How to Track Net Worth Over Time (and Why One Number Isn't Enough)
Calculating your net worth once is a useful snapshot. Tracking it every six months or annually is where the real insight comes from. Watching the number move — or not move — tells you whether your financial decisions are actually accumulating wealth.
Consider keeping a simple record: date, total assets, total liabilities, net worth. After a year, if your net worth grew from ₹18 lakh to ₹24 lakh, you added ₹6 lakh to your actual wealth — regardless of what your income was. If your net worth stayed flat despite a good salary, it means lifestyle inflation or debt repayment is absorbing all your earnings, and something needs to change.
A healthy pattern to aim for: your net worth should grow by at least the amount you save and invest per year, plus reasonable market returns on existing investments. If it's not, debt or unexpected expenses are eroding your progress.
Interpreting What Your Net Worth Is Actually Telling You
There's no universal "good" net worth number — it depends heavily on age, income, family situation, and life stage. But here are a few benchmarks that experienced financial planners often reference:
- Negative net worth in your 20s: Common and not automatically alarming, especially if liabilities are education loans that have boosted your earning power. The goal is to move to positive territory within a few years of starting work.
- Net worth equal to annual income by 30: A reasonable milestone — if you earn ₹10 lakh a year, having ₹10 lakh in net assets by 30 means your savings habit is on track.
- Debt-to-asset ratio above 50%: Worth paying attention to. If more than half your assets are financed by debt, your financial stability is vulnerable to income disruption.
- Home equity as the bulk of net worth: Very common in India and not inherently bad, but it does mean your wealth is illiquid. A financial shock would require selling the house or taking new debt — so maintaining some liquid assets alongside is important.

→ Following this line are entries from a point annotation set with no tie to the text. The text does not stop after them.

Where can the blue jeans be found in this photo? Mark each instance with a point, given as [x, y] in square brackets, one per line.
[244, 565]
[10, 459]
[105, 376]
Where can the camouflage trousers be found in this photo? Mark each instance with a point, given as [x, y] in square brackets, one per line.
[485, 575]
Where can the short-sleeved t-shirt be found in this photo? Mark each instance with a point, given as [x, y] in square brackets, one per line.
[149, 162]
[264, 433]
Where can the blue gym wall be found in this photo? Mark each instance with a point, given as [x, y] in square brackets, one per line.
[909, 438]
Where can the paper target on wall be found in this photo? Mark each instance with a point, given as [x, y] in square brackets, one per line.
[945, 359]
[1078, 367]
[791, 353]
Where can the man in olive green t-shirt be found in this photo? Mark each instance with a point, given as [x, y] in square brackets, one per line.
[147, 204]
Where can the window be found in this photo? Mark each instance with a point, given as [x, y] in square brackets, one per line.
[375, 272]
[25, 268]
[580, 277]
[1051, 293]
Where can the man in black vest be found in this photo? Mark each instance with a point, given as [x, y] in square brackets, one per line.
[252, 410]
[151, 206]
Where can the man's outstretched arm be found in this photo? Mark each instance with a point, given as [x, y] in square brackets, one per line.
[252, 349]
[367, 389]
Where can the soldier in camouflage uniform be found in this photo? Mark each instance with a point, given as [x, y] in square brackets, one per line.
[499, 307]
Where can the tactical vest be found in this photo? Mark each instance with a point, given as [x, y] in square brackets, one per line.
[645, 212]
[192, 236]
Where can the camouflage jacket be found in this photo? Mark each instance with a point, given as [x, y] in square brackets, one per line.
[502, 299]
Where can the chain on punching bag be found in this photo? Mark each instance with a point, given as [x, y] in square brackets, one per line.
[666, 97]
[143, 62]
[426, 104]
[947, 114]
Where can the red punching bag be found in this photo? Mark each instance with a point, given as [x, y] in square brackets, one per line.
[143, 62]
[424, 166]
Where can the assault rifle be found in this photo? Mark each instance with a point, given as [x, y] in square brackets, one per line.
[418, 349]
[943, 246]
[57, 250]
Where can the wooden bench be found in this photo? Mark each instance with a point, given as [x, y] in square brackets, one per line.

The Psychology Trap: When Net Worth Lies to You
Net worth can be inflated by assets that aren't as liquid or valuable as you think. A flat you bought in an under-construction project that's been delayed for four years — is that really worth the builder's quoted price? Ancestral agricultural land that's been locked in a family dispute for a decade? Gold locked in a bank locker you don't know the combination to?
For a genuinely useful picture, consider calculating two versions: an "optimistic" net worth (including all estimated values) and a "liquid" or "reachable" net worth — only counting assets you could convert to cash within 90 days without a major loss. The gap between those two numbers is your financial vulnerability gap.
Tracking both tells you not just how wealthy you are on paper, but how financially resilient you actually are in a crisis. That distinction, more than any single number, is the real point of knowing your net worth.